Yes, I could just sport a lovely muumuu to the family wedding but if it is a choice between grandma’s outerwear and grandma’s underwear I’d rather hide this necessary evil and pretend my weight issues away. The muumuu is a dead giveaway that I have been eating like a cow. (I realize this blog is too, but so few people read it.)
So, the big day arrives. I’m prepping for my debut as a 10-pound-lighter-looking goddess in the bathroom of the Holiday Inn because I know there will be no end of photography on this occasion. I’m showered, shaved, newly coiffed, and ready to go out into the world until I try on my undergarments. And they suck.
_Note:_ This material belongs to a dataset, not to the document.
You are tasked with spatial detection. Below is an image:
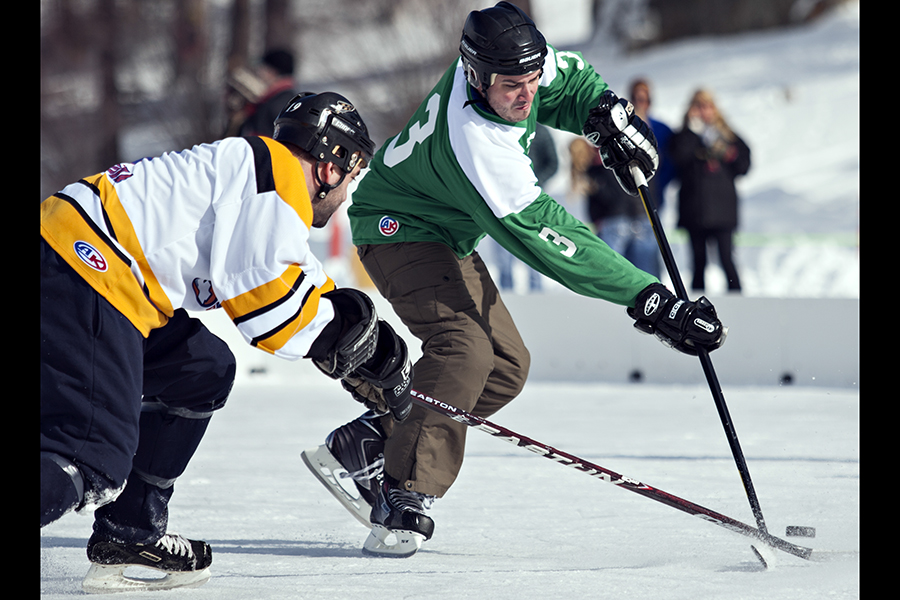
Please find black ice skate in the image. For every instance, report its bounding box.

Ladies, it is no small feat to get into these things, let me tell you. It is no spa treatment. I could pay the same cash for a lovely pedi and be much less aware of my shortcomings. Because, after squeezing my parts into the proper places with several grunts of dismay, I stood in front of the mirror and realized one simple thing.
I am NOT 10 pounds lighter.
I am merely bound by the modern equivalent of the corset and my lack of self-discipline.
Spanx are a merely a Band-Aid solution. Sure, they work wonders to conceal my flaws for a few hours but nothing has really changed. It’s all a façade.
As many of you know, I have struggled for sometime to maintain a healthy lifestyle but it is so much easier to stuff it than to actually make changes. I am weak and my resolutions fail and I continue to find myself in front of the mirror, confronting the truth.
And the fact that Spanx (and wannabe Spanx) fly off the shelves indicates to me that I may not be alone in this battle against the bulge. C’mon friends, surely I’m not the only muffin-topper out there that needs some encouragement!
How can we come together to create a prettier picture that embraces health and wellness in all its forms – including our bodies? How can we get beyond the lies we tell ourselves and really find some freedom?
Maybe if we all rally together we can help each other confront the truths about this deeply spiritual issue. Is it possible?
Is it time for a support group instead of support panties? I’d like to think so. Let me know if you are in.